Lastly thepiratebay founders were the target of such a fierceness and paid it the full price with enormous fines and sentences. But the community reacted to this by releasing a database dump of the website and a project to create your own indexer, openbay. Guys from isohunt were behind this release. After that the pirate bay reopened for a time then went down and up regularly.
All this, to say that torrent repositories became nowadays something governments wants to censure. So, I've decided to create a DHT crawler using nodeJS so everyone could install his own pirate bay that (should) be easy to install on basic hardware.
I wanted to make a project that rely on only one technology to limit dependencies, so I chose nodeJS as a base. Through npm it's so easy to install extra modules and offers all the third party necessary to our project.

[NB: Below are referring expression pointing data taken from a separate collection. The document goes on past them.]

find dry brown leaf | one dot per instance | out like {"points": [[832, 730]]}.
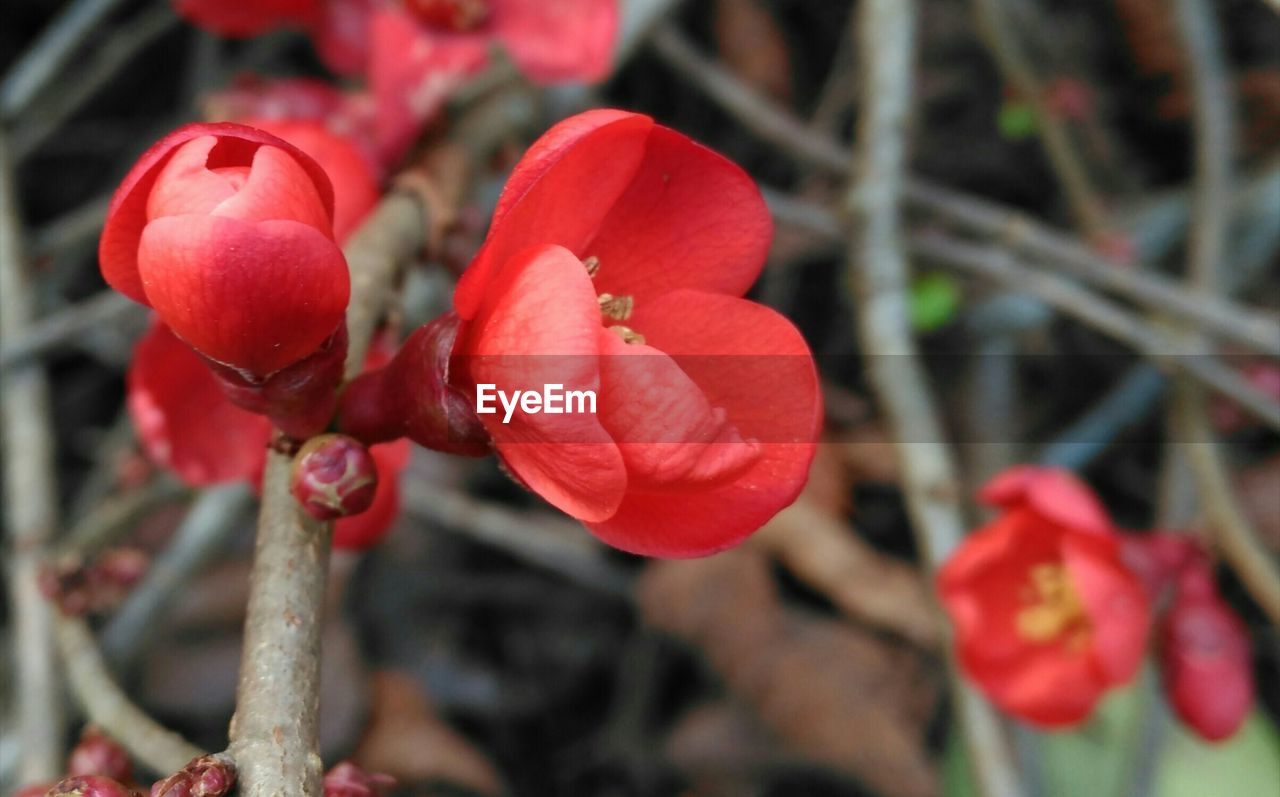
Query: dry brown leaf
{"points": [[836, 695], [752, 46], [827, 554], [407, 741], [1258, 490]]}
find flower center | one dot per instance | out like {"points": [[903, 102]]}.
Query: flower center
{"points": [[458, 15], [613, 307], [1054, 609]]}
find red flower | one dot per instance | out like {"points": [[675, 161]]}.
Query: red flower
{"points": [[228, 233], [183, 418], [1205, 659], [1046, 615], [355, 183], [708, 403], [187, 424]]}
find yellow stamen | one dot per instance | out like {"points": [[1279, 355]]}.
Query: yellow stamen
{"points": [[1055, 609], [617, 307]]}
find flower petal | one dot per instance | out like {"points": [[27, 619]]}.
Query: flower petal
{"points": [[752, 362], [355, 188], [127, 214], [412, 72], [560, 192], [184, 421], [690, 218], [558, 40], [255, 296], [538, 326]]}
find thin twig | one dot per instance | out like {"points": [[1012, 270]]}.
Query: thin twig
{"points": [[1165, 349], [1014, 63], [1212, 114], [878, 283], [63, 326], [30, 507], [56, 45], [1016, 229], [109, 708], [104, 65], [201, 536]]}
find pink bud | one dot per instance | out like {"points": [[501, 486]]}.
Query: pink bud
{"points": [[1205, 658], [97, 754], [334, 476], [204, 777], [411, 397], [90, 786], [346, 779]]}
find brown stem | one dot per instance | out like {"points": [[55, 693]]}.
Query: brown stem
{"points": [[877, 274], [109, 708], [30, 507]]}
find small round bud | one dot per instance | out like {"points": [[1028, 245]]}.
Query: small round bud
{"points": [[97, 754], [334, 476], [90, 786], [346, 779]]}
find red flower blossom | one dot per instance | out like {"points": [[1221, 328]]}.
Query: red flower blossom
{"points": [[1205, 659], [708, 403], [188, 425], [228, 233], [1046, 615], [355, 183]]}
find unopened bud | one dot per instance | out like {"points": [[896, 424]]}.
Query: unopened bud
{"points": [[346, 779], [96, 754], [204, 777], [80, 589], [90, 786], [334, 476], [1205, 659]]}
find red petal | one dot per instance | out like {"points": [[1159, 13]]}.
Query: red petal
{"points": [[252, 296], [127, 214], [341, 35], [241, 19], [689, 219], [668, 434], [184, 421], [412, 73], [1115, 603], [558, 40], [1055, 493], [560, 192], [750, 361], [355, 188], [536, 326], [366, 528]]}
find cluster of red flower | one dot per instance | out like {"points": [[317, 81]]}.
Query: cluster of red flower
{"points": [[1052, 608]]}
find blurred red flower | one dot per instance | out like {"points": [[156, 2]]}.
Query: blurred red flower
{"points": [[227, 232], [1205, 658], [187, 425], [1047, 618], [615, 264]]}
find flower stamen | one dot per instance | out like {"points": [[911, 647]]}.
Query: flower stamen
{"points": [[1055, 610], [617, 307]]}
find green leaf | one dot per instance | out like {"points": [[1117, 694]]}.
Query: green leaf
{"points": [[933, 302], [1016, 120]]}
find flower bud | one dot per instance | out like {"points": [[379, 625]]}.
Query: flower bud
{"points": [[346, 779], [80, 589], [334, 476], [204, 777], [90, 786], [411, 398], [97, 754], [1205, 659]]}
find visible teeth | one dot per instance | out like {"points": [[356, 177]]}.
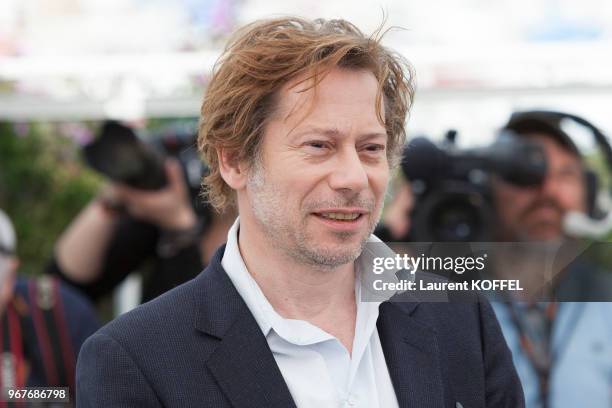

So the idea is to use DHT decentralized protocol to listen to torrents downloaded by other users in order to index them in our database. Then we want to search for a movie or a book in our database.
The project is composed of 3 modules :
- crawlDHT : this module listen on the DHT network for torrent hashes and store them on a redis queue called DHTS. It also save DHT routing table every 10 minutes as recomended by BEP specifications. It uses the dht.js module an implementation of DHT protocol.
- loadDHT : this one is responsible to load hashes from redis and try to download the corresponding torrent metadata using the DHT network or directly from torcache or torrage. A specificity of the last ones is that torrent are returned as gzip files but thanks to aria2 options it is very easy to save it directly decompressed. Thanks to node-aria2, we're able to communicate with aria2 using rpc calls.
- loadTorrent : the last module just wait for downloaded torrent metadata to parse it and index it in our mongodb dhtcrawler database. The read-torrent module is in this case intensively used for torrent parsing.
Thanks to our queue system and mongo dynamic data format, you can easily use only one specific module or even add new features to the one you want.
The portal folder contains the website contents and is based on an express instance. The front part is done using angular library and can be accessed in the public folder.
Yes, the project is at its very beginning, but I hope that you'll fork it and make pull requests with your improvements to share it with everyone. For example, it would be great to have the peer and seed number.
So if you want to give it a try, go check : https://github.com/FlyersWeb/dht-bay
And remember to have fun :)
After 3 days working, my little hackberry with a limited bandwith indexed almost 1000 torrents, would be great to have an idea of what are the most shared things on DHT networks.
For those who likes to watch movies an rainy sundays, you can use peerflix to stream a torrent download to your vlc or any other player. Have a look.